Impact of topoisomerase II inhibition on cytokine and chemokine production
- Cite this article as:
- Verdrengh, M. & Tarkowski, A. Inflamm. res. (2003) 52: 148. doi:10.1007/s000110300065
Objective and design: In systemic inflammatory diseases such as rheumatoid arthritis, cytokines and chemokines are deeply involved in the development of the disease manifestations. Etoposide is a cytostatic drug, known to deplete the monocyte population in mice and rabbits. We have recently shown that suboptimal doses have a disease-ameliorating effect in collagen II induced arthritis in the absence of monocyte depletion.

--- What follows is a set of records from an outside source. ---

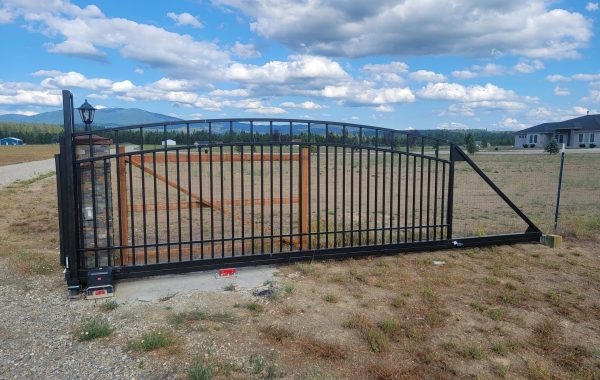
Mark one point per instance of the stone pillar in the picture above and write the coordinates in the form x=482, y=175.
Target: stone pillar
x=99, y=210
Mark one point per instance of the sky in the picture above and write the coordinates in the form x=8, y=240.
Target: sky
x=403, y=64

Anti-arthritic properties parallelled with almost total eradication of production of specific collagen II antibodies. The aim of the present study was to investigate ex vivo and in vitro the function of the mononuclear cells and their production of B cell stimulating cytokines following exposure to etoposide, a topoisomerase II inhibitor. Materials and methods: Spleen cells from mice treated during four weeks with etoposide were cultured and the supernatants were analyzed with respect to content of TNF and IL-6. In addition, cells from the murine macrophage cell clone IC-21 were exposed to etoposide and the production of IL-6, using a bioassay, and the production of TNF, MIP-1α, RANTES, and IL-1β, using sandwich ELISAs, was determined. Results: Spleen cells from etoposide-treated mice secreted lower amounts of IL-6 and TNF as compared to the control animals. In addition, in vitro etoposide-exposed macrophages showed reduced capacity to produce TNF, IL-6 and MIP-1α. Conclusion: Our results indicate that inhibition of topoisomerase II downregulated the function of monocytes. Owing to its immunoregulatory properties, use of etoposide is suggested in treatment of chronic inflammatory diseases.